The clear, waist-deep creek was full of salmon finning nose to tail as I eased up over a low rise. The sun was bright in a fresh new blue bowl overhead, and the mild July day it felt like fall.

We’d been told mosquitoes were the state bird of Alaska, so I smelled like a walking DEET factory. The scent of clothes and skin soaked in insect repellent me of camping when I was a kid. The Old Man was a firm believer in spraying us down until we virtually dripped.

We hadn’t seen a mosquito on the whole nine-day salmon trip, so the stuff must have worked great!

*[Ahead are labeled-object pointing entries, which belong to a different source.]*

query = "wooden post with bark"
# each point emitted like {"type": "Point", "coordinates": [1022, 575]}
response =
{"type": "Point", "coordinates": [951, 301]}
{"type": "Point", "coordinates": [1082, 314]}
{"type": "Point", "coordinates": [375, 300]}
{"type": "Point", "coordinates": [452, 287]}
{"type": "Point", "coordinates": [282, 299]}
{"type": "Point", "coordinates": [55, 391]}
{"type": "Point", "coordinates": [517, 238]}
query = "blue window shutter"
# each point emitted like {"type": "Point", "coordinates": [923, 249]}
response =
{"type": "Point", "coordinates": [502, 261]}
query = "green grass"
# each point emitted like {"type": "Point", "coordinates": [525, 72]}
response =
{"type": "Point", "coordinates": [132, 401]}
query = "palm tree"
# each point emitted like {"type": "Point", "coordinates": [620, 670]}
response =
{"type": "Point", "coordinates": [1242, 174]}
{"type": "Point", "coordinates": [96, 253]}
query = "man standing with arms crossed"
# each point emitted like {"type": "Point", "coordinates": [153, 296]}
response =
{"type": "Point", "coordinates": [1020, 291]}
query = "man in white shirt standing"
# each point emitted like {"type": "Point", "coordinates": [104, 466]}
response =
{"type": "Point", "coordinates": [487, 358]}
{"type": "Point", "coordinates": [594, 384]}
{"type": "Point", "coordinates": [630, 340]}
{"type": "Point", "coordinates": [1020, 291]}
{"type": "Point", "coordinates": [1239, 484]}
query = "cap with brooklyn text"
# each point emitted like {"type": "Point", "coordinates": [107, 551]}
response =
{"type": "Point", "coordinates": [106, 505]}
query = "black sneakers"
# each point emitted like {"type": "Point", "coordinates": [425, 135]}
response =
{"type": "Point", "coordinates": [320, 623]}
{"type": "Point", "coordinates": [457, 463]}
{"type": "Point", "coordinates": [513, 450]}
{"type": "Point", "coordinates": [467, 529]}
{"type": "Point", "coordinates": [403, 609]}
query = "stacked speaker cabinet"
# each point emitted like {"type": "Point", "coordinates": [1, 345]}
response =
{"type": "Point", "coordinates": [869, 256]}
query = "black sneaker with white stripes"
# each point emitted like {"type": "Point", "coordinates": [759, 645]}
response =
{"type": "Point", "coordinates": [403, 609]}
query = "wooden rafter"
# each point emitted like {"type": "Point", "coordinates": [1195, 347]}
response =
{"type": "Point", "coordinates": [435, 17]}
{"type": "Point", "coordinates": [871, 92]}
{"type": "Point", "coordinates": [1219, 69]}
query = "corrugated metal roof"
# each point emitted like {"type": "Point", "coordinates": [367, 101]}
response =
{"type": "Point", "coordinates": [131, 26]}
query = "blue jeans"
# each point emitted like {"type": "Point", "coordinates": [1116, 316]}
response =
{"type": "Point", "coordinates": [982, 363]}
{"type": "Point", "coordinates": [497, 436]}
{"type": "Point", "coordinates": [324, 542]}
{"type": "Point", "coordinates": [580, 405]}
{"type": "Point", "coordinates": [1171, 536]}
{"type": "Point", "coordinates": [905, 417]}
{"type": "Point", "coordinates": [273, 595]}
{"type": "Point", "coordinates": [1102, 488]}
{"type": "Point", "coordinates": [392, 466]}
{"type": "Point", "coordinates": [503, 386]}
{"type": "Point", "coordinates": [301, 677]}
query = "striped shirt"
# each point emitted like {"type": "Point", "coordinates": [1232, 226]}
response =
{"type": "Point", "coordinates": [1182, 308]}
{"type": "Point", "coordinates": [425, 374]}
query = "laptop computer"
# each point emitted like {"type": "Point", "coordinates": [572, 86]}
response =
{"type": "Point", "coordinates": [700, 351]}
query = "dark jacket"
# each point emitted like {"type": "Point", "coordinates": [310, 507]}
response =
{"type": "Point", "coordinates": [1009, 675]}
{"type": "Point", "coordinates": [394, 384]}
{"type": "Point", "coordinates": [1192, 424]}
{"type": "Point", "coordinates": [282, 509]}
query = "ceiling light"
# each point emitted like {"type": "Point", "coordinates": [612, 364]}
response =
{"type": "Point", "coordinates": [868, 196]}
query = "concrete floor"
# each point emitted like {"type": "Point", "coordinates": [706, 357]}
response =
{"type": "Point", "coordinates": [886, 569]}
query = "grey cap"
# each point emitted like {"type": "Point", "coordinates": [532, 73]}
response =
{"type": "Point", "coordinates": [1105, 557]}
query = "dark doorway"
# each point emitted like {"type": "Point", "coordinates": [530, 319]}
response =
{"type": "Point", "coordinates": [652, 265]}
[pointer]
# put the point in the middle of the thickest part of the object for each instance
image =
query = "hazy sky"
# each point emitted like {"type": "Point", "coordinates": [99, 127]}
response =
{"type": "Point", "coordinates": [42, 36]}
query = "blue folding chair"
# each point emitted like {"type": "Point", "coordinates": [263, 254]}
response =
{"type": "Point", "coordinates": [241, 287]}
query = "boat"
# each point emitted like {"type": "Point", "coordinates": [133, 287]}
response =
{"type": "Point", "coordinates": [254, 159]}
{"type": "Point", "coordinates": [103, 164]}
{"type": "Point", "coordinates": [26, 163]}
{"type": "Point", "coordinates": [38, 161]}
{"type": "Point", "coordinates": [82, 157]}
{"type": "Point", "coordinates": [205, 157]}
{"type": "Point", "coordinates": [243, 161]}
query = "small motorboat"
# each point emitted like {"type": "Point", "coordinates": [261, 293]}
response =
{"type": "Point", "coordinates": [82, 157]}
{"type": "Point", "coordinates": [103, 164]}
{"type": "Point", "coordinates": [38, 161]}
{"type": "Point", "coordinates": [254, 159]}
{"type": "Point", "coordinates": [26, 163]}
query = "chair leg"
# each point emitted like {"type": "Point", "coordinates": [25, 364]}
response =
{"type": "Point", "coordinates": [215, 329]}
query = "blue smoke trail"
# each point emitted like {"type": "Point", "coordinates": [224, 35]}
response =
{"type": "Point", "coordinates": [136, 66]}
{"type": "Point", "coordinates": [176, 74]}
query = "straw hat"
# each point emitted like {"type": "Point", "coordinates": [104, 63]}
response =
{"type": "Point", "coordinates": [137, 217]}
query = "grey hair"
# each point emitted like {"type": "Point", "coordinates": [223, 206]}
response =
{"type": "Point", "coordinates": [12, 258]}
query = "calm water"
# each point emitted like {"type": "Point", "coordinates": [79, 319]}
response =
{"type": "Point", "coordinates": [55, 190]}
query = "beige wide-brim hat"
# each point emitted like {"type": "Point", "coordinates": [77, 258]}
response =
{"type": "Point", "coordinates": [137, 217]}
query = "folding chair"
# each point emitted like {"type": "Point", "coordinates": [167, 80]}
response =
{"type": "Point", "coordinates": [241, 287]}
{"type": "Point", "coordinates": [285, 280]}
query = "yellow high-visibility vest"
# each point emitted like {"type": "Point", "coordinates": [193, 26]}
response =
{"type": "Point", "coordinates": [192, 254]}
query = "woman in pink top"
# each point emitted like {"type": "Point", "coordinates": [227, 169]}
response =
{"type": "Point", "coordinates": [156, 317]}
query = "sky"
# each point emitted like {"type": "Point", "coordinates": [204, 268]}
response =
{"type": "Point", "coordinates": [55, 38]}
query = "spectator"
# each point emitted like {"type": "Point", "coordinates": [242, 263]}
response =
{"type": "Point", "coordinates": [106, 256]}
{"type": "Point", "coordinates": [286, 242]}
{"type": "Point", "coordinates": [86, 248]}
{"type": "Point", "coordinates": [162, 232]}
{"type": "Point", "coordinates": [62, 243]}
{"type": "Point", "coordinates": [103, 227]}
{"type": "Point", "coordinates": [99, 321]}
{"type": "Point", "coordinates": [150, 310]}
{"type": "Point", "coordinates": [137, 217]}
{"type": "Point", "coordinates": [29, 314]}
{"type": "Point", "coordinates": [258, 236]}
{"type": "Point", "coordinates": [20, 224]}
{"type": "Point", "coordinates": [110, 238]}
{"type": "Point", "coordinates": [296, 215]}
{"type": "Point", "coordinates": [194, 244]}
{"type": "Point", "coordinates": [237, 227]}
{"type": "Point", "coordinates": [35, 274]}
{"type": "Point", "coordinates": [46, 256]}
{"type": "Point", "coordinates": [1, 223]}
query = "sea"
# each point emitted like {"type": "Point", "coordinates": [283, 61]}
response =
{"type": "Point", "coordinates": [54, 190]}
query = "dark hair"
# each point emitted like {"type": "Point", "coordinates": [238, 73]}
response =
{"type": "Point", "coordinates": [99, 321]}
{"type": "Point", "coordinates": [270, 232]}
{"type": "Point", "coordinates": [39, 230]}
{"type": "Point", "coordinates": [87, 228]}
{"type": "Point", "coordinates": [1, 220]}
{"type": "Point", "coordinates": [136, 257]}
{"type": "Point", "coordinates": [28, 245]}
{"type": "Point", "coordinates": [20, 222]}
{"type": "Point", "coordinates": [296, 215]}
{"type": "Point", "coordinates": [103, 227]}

Unfamiliar birds flitted through the spruce trees that made me think of Christmas. Willows and alders lined Montana Creek, making casting difficult. There were other bushes I couldn’t identify, but I gave each of them unmentionable names when my leader tangled up so bad I had to break off the limber branches to free the fly.

That extra issue was irritating, because that day we were casting 9-weight rods with big fat salmon flies that apparently were a favorite treat for those bushes.

The fish ignored my offerings.

Frustrated, I dug in one of the many pockets on my fishing vest to find a box of flies I hadn’t yet tried. It was filled with pink, blue sparkles, yellow, black, and chartreuse morsels all crowded together in the foam holders.

It reminded me of five-year-old girls’ birthday party with dresses and favors.

Clipping off the unmolested fly, I chose a black streamer designed to resemble a leach. It’s kind of a Catch-22. The salmon aren’t hungry, but we throw flies that look tasty.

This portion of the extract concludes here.